Using CVXPY for Cleaner LPBoost

import cvxpy as cp
import numpy as np

def solve_lpboost(H, nu):
    """
    H: (m, T) matrix — H[i,t] = y_i * h_t(x_i)
    nu: soft margin parameter
    Returns: (lambda, rho)
    """
    m, T = H.shape
    lam = cp.Variable(T, nonneg=True)
    rho = cp.Variable()
    xi  = cp.Variable(m, nonneg=True)

    objective = cp.Maximize(rho - (1/(nu*m)) * cp.sum(xi))
    constraints = [
        H @ lam >= rho - xi,    # Margin constraints with slack
        cp.sum(lam) == 1,        # Simplex constraint
    ]
    prob = cp.Problem(objective, constraints)
    prob.solve(solver=cp.ECOS)

    return lam.value, rho.value

15. When to Use Them

Use LPBoost when:

You need a provably optimal ensemble for the max-margin problem
Sparse ensembles are required for fast inference or interpretability
You have access to an LP solver (scipy, CVXPY, Gurobi)
Dataset is small to medium (LP re-solve cost is O(T²))
You are doing research on boosting theory or margin maximization
You want to understand the theoretical optimality of boosting methods

Use TotalBoost when:

You want the AdaBoost connection made explicit and precise
Entropy regularization provides better generalization than hard-margin LP
You need a smoother optimization landscape than LP
You are studying the theoretical relationship between AdaBoost and max-margin

Use AdaBoost instead for:

Production binary classification without an LP solver dependency
Fast training — O(m·p) per round vs. LPBoost's LP solve

Use Gradient Boosting (XGBoost/LightGBM) instead for:

Maximum accuracy on tabular data
Large datasets where LP re-solve is infeasible
Regression or multi-class problems at scale

Summary

┌──────────────────────────────────────────────────────────────────────┐
│                LPBOOST & TOTALBOOST AT A GLANCE                     │
├──────────────────────────────────────────────────────────────────────┤
│  SHARED GOAL    Maximize minimum margin over training data          │
│  SHARED MECH    Column generation = train weak learner on d*        │
│  SHARED PROP    Totally corrective: re-optimize ALL weights/round   │
│                                                                      │
│  LPBOOST        Exact LP: max ρ  s.t.  H·λ ≥ ρ, Σλ=1, λ≥0        │
│  LP RESULT      Sparse weights; zero duality gap; certified optimal │
│  SOFT MARGIN    + ξ slack + ν parameter for noise tolerance         │
│                                                                      │
│  TOTALBOOST     Entropy-reg: max ρ − (1/β)·KL(λ||u)               │
│  GIBBS WEIGHTS  dᵢ ∝ exp(−β · margin_i)  [Boltzmann distribution]  │
│  ADABOOST LINK  AdaBoost = TotalBoost with greedy approx + β→∞     │
│                                                                      │
│  STRENGTH       Optimality, sparsity, theory, margin certificate    │
│  WEAKNESS       LP solver needed, slow, no production impl.         │
│  BEST FOR       Research, small data, sparse ensembles              │
└──────────────────────────────────────────────────────────────────────┘

LPBoost and TotalBoost represent the mathematical completion of the boosting program.

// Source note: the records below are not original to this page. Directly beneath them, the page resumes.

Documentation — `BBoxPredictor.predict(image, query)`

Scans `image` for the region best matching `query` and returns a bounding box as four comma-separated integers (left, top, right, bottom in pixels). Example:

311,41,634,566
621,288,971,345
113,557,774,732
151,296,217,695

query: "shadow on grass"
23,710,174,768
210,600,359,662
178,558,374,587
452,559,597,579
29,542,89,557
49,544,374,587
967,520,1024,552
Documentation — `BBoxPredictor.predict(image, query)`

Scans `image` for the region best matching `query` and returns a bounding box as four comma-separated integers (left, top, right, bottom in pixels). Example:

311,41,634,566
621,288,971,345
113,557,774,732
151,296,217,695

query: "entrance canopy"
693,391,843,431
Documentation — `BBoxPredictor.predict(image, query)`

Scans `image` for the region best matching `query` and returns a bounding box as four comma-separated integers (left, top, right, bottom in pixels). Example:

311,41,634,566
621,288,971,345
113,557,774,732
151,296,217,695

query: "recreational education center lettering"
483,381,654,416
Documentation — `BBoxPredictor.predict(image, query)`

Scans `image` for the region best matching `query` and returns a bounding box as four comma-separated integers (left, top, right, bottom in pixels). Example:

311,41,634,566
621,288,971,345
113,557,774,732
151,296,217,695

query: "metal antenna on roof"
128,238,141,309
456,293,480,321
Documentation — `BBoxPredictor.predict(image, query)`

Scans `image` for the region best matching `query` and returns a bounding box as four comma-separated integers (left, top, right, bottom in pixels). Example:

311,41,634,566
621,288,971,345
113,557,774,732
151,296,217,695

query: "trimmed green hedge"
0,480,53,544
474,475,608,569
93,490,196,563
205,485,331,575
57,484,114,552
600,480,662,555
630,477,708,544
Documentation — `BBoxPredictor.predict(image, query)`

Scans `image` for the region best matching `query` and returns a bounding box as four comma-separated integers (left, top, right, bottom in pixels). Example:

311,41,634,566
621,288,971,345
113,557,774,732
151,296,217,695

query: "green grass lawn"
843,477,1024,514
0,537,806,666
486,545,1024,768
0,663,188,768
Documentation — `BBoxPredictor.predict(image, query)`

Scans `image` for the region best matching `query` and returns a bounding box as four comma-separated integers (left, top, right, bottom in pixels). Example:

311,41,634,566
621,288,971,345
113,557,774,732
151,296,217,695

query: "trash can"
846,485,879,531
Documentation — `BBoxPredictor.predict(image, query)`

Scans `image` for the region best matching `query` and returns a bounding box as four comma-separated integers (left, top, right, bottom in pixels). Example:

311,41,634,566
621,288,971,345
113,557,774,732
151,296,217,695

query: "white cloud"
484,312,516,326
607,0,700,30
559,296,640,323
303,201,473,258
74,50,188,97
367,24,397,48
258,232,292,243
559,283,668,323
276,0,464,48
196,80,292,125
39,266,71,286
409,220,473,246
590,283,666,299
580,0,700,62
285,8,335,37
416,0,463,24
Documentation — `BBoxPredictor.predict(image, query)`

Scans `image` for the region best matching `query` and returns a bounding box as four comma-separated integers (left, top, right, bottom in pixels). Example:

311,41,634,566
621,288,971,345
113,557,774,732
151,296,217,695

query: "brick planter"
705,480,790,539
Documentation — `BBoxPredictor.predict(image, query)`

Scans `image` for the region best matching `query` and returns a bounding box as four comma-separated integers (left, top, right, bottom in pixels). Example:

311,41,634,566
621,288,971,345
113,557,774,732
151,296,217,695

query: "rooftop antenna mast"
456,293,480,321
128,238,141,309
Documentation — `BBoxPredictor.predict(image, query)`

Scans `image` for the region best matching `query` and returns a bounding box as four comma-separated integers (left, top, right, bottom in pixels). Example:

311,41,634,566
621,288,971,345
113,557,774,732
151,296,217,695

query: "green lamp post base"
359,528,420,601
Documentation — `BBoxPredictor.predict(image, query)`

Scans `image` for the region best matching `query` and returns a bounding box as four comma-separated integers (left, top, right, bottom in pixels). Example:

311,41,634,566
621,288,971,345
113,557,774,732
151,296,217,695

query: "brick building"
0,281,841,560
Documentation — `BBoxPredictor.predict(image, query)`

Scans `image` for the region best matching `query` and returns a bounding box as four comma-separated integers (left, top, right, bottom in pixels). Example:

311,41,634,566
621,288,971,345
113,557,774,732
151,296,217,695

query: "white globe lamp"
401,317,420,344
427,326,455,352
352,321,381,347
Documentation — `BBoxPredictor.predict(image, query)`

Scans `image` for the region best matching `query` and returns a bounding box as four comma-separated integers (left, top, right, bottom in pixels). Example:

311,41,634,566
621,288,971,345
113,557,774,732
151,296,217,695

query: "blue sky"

Where AdaBoost approximated, they optimize. Where AdaBoost guessed at weights, they solve for them. Where AdaBoost drifted toward a maximum-margin solution, they arrive there directly. The price is computational — every round requires solving a program instead of just training a stump — but the reward is a provable certificate: the ensemble you have is the best possible ensemble for the given hypothesis class. That guarantee is rare in machine learning, and for problems where theoretical rigor matters as much as empirical performance, LPBoost and TotalBoost offer something that neither AdaBoost nor gradient boosting can: proof.